I don't know anything about Coder, but Gvisor proliferation is annoying. It's a boon for cloud providers, helping them find another way to get a large multiple performance decrease per dollar spent in exchange for questionable security benefits. And I'm seeing it everywhere now.
I don't understand - what do you suggest as an alternative to Gvisor?
> large multiple performance decrease per dollar spent
Gvisor helps you offer multi-tenant products which can be actually much cheaper to operate and offer to customers, especially when their usage is lower than a single VM would require. Also, a lot of applications won't see big performance hits from running under Gvisor depending on their resource requirements and perf bottlenecks.
> I don't understand - what do you suggest as an alternative to Gvisor?
Their performance documents you linked claim vs runc: 20-40x syscall overhead, half of redis' QPS, and a 20% increase in runtime in a sample tenserflow script. Also google "CloudRun slow" and "Digital Ocean Apps slow", both are Gvisor.
A decent while ago, I was the original author of that performance guide. I tried to lay out the set of performance trade-offs in an objective and realistic way. It is shocking to me that you’re spending so much time commenting on a few figures from there, ostensibly w/o reading it.

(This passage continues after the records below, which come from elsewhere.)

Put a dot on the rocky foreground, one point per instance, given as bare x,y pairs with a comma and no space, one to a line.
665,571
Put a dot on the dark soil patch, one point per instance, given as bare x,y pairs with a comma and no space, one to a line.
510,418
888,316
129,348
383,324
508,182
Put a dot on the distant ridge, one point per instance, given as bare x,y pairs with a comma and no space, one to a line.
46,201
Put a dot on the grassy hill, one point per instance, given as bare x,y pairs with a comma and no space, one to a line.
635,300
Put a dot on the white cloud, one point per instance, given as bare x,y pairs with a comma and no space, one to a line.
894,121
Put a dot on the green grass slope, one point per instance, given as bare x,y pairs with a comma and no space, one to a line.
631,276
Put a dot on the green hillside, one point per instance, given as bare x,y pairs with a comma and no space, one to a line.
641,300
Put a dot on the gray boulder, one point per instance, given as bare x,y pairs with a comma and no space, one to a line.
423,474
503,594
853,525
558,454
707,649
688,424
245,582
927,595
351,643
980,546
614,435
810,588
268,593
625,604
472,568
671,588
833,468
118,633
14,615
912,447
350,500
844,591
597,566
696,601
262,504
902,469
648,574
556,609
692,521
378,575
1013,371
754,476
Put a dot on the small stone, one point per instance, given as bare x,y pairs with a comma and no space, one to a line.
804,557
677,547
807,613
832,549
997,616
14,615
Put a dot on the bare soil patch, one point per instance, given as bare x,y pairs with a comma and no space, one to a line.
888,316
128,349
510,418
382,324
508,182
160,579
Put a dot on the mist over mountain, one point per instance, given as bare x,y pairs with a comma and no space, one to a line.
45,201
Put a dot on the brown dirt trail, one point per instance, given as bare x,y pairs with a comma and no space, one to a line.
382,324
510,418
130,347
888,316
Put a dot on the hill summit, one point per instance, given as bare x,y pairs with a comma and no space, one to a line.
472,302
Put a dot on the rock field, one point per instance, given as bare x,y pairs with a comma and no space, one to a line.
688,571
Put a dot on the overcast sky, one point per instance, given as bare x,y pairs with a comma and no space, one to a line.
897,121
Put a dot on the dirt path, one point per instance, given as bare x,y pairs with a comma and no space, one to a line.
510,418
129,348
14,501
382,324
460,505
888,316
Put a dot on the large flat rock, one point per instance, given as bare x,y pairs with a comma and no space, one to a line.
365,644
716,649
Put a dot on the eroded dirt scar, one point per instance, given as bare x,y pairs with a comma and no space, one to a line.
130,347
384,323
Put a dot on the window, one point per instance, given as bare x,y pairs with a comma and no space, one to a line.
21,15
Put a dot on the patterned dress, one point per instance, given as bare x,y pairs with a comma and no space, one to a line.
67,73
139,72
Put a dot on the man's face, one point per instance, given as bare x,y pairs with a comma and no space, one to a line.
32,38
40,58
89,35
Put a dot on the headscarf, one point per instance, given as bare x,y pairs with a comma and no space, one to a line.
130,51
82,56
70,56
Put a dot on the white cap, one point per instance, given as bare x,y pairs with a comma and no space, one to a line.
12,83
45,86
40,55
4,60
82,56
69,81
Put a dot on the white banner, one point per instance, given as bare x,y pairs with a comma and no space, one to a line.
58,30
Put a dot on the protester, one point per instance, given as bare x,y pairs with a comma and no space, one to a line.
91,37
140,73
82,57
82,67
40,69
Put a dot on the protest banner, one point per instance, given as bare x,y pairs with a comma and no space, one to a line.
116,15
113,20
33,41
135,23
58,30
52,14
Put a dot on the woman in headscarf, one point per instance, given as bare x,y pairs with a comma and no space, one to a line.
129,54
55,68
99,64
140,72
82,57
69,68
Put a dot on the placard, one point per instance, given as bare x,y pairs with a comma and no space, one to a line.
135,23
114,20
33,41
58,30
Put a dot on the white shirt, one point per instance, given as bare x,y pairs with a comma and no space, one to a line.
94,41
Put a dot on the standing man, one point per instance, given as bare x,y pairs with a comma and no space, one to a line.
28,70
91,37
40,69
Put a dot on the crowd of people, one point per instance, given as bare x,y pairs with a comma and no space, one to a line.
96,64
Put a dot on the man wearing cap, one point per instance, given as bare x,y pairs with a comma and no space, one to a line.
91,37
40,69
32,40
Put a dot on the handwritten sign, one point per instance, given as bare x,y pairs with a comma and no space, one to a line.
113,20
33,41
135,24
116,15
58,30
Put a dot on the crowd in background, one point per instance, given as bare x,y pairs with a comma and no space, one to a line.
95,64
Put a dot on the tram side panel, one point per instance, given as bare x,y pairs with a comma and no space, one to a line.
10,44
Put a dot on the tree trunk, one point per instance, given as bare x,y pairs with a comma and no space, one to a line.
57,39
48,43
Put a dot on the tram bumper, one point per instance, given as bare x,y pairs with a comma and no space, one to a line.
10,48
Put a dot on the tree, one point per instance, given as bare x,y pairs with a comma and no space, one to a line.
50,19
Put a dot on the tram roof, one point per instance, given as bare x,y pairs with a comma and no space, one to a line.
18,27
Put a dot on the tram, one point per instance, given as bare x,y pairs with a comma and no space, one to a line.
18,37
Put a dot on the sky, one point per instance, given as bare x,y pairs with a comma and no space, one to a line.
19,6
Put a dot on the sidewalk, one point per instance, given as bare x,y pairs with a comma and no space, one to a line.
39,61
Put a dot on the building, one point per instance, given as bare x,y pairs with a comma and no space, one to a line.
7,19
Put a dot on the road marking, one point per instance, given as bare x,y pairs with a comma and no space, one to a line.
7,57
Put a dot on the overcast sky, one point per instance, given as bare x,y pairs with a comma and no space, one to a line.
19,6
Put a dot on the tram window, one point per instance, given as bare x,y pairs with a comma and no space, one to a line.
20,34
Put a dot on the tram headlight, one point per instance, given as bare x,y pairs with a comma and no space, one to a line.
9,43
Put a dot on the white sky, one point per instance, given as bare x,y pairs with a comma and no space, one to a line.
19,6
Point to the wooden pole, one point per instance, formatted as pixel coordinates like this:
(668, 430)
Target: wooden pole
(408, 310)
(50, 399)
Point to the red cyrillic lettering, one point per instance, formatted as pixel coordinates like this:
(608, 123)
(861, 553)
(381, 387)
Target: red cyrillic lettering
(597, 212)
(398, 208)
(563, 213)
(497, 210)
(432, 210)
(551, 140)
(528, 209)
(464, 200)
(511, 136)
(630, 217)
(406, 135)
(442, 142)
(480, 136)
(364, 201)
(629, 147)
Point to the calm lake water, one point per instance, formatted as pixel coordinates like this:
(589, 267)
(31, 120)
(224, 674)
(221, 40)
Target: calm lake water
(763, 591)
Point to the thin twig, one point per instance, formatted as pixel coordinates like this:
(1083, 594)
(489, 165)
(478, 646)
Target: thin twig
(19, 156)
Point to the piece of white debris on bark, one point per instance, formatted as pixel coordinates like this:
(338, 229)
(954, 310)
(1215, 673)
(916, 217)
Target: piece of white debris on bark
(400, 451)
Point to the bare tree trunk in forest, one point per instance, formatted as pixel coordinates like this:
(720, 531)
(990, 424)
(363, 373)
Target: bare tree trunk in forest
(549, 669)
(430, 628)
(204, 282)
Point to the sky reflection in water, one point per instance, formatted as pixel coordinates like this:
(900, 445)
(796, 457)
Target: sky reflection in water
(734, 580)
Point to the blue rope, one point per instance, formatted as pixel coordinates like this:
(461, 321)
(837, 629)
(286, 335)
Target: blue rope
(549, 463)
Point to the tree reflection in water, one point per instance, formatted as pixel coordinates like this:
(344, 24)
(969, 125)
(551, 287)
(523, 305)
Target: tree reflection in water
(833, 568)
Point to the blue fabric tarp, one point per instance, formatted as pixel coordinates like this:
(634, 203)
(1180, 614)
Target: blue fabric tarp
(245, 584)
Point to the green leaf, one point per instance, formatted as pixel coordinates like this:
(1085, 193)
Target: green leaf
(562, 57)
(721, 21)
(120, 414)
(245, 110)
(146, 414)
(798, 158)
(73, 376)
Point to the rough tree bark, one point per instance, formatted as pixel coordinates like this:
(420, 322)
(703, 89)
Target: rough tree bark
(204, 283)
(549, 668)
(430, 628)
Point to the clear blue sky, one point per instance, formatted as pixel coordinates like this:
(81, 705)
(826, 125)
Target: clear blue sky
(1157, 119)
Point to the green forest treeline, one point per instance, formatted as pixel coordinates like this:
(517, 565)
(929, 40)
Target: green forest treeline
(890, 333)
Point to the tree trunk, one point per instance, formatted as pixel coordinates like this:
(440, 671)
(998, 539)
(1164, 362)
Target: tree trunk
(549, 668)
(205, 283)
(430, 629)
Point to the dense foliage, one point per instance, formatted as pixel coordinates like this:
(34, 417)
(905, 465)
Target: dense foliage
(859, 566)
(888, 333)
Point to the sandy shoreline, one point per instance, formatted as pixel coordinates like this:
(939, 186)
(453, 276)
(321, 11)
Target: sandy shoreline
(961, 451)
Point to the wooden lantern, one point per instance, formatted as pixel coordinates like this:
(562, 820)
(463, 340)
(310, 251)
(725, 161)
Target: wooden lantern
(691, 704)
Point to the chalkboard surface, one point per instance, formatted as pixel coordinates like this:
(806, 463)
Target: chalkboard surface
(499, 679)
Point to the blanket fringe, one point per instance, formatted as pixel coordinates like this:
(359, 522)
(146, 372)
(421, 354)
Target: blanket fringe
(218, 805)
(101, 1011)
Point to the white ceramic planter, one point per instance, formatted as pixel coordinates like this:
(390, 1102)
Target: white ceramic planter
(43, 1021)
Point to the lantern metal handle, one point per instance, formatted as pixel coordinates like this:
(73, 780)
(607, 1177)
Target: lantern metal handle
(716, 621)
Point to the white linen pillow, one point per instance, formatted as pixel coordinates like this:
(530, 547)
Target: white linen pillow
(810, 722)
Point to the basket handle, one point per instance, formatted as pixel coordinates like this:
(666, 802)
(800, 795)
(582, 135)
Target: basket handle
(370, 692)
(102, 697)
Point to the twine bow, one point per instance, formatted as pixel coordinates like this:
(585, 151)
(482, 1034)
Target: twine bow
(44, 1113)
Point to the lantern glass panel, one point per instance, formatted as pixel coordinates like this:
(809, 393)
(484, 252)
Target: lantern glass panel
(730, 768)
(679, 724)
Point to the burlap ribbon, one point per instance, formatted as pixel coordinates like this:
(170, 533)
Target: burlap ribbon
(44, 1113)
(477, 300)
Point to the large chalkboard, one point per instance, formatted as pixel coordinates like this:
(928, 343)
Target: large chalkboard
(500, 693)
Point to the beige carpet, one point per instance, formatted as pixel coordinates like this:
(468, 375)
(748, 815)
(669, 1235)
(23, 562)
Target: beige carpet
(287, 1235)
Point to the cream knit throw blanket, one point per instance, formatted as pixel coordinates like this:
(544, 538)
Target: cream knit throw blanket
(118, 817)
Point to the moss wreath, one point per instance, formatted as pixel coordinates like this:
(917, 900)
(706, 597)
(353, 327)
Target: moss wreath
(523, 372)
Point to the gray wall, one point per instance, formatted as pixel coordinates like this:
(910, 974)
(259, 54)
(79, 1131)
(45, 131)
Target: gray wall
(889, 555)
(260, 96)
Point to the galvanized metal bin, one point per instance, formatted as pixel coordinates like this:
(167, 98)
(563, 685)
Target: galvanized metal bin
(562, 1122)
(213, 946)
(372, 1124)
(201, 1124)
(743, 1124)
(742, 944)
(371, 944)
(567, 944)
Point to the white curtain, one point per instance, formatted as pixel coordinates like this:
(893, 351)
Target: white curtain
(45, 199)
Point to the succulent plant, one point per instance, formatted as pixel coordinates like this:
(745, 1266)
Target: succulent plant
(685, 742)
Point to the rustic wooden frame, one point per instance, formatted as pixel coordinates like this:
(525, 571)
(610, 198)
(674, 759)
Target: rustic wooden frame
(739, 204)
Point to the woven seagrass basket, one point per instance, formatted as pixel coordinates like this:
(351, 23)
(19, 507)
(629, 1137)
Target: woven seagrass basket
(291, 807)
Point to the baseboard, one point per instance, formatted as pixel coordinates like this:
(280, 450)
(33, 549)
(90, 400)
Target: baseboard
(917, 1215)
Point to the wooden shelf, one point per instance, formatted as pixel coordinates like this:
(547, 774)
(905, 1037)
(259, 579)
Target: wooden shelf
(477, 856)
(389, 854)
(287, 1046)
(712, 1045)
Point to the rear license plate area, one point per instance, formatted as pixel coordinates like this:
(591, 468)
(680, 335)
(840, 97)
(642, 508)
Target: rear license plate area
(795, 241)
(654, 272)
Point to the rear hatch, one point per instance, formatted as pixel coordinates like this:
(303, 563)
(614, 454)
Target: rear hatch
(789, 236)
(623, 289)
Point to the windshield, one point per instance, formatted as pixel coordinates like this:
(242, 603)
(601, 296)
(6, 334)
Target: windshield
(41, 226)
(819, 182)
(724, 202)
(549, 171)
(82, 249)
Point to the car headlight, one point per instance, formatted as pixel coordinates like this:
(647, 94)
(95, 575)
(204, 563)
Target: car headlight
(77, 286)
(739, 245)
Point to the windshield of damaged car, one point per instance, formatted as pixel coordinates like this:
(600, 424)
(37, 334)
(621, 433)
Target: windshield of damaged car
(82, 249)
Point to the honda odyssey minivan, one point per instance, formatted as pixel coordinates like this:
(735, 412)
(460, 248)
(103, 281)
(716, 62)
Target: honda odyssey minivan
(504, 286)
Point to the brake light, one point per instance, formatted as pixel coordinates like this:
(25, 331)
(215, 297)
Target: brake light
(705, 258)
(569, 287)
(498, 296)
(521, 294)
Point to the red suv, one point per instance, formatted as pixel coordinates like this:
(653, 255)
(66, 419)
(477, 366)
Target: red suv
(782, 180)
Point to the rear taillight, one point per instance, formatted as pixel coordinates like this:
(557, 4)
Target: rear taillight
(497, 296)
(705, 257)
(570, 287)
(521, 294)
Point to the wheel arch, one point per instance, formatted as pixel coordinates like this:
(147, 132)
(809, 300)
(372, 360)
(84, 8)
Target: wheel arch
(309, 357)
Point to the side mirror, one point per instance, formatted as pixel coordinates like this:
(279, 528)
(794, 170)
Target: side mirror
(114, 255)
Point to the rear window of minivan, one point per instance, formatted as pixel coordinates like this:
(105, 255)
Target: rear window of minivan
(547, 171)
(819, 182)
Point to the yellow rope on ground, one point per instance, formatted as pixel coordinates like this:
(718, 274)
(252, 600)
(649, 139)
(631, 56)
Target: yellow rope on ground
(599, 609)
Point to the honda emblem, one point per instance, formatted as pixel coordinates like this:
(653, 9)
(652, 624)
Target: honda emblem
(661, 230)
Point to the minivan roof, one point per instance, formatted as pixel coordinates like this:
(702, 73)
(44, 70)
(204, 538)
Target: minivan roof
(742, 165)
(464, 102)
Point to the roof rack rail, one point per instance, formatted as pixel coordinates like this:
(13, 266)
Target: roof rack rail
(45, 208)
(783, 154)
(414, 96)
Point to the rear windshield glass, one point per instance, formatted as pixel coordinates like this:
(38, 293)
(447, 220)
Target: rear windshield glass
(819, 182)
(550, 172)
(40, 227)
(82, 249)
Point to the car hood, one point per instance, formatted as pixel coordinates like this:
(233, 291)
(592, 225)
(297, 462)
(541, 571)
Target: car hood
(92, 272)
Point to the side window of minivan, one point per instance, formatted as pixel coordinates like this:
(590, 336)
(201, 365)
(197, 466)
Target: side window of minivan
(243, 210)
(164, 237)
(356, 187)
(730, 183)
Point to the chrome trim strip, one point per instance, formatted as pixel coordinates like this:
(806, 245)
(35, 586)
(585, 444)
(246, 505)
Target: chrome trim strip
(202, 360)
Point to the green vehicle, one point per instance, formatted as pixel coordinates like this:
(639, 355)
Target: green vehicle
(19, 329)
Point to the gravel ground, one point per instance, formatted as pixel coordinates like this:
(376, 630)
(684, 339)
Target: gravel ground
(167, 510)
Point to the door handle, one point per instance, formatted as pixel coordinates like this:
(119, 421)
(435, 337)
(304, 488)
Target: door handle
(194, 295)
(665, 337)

System call overhead does matter, but it’s not the ultimate measure of anything. If it were, gVisor with the KVM platform would be faster than native containers (looking at the runsc-kvm data point which you’ve ignored for an unknown reason). But it is obviously more complex than that alone. For example, let’s click down and ask — how is it even possible to be faster? The default docker seccomp profile itself installs an eBPF filter that slows system calls by 20x! (And this path does not apply within the guest context.) On that basis, should you start shouting that everyone should stop using Docker because of the system call overhead? I would hope not, because looking at any one figure in isolation is dumb — consider the overall application and architecture. Containers themselves have a cost (higher context switch time due to cgroup accounting, costs to devirtualize namespaces in many system calls, etc.) but it’s obviously worth it in most cases.
The redis case is called out as a worst case — the application itself does very little beyond dispatching I/O, so almost everything manifests as overhead. But if you’re doing something that has 20% overhead, you need hard security boundaries, and fine-grained multi-tenancy can lower costs by 80% it might make perfect sense. If something doesn’t work for you because your trade-offs are different, just don’t use it!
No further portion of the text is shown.